Here’s a basic tenant everybody needs to remember. Social media is worthless until someone is engaging with you by leaving a comment, question, or point of view that opens an opportunity for you to converse with them. Social media is not about the leads, sales, or monologue. It’s about dialogue. Social media shouldn’t be called out as some special type of marketing campaign; it should be part of everyday business, just as using the telephone is part of everyday business.
Social media is about you engaging with your ecosystem and building an opportunity for honest, and real conversation, debate, gripes, insight or innovation to be had. Don’t waste your money on building artificial “fans” and “likes”.
Pam Moore added a good point in the article where she adds that “ Tweets” and Facebook "likes" that Super Bowl marketers all are glomming onto today will seem archaic in just a few years” Amen to that. Nuff said.
According to recent research by eMarketer more companies will start blogging to support their marketing efforts with 43% of all US companies expected to have some form of blog in use for marketing by 2012.
What’s still amazing to me is the number of B2B companies that do not blog and those who start their foray into social media with Facebook or Twitter as their primary focus/goal.
I have always held that the "blog" is the best form of social media in which to start conversing with your audience, and sharing your ideas.

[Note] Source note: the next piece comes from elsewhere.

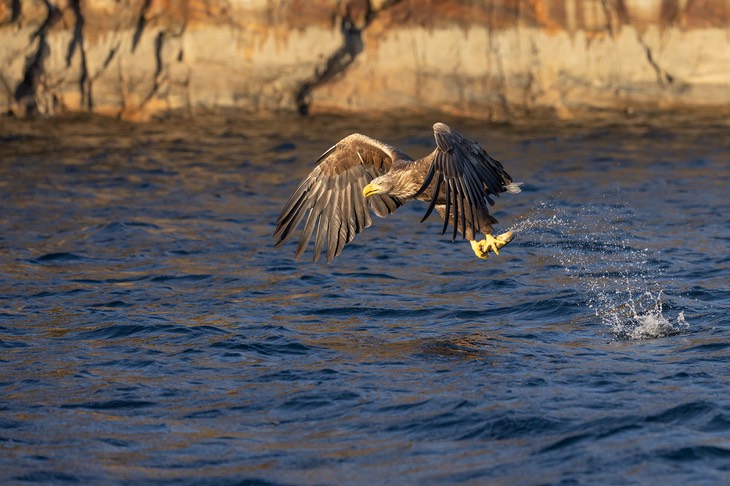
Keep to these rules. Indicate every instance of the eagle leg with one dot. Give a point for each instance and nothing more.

A good company blog gives you immediate SEO and thought leadership awareness and if coordinated within your PR & Communications processes and agency partners you will see your business and vertical media coverage rise significantly.
The reason for this is that the model of journalism is basically that of independent blogs by former journalists and analysts. These folks are always looking or for ready-to-wear content, and if you provide them that content at the right time your message will usually be posted verbatim within the context of their article.
Want to enter social media? Start with a great blog. Nuff Said.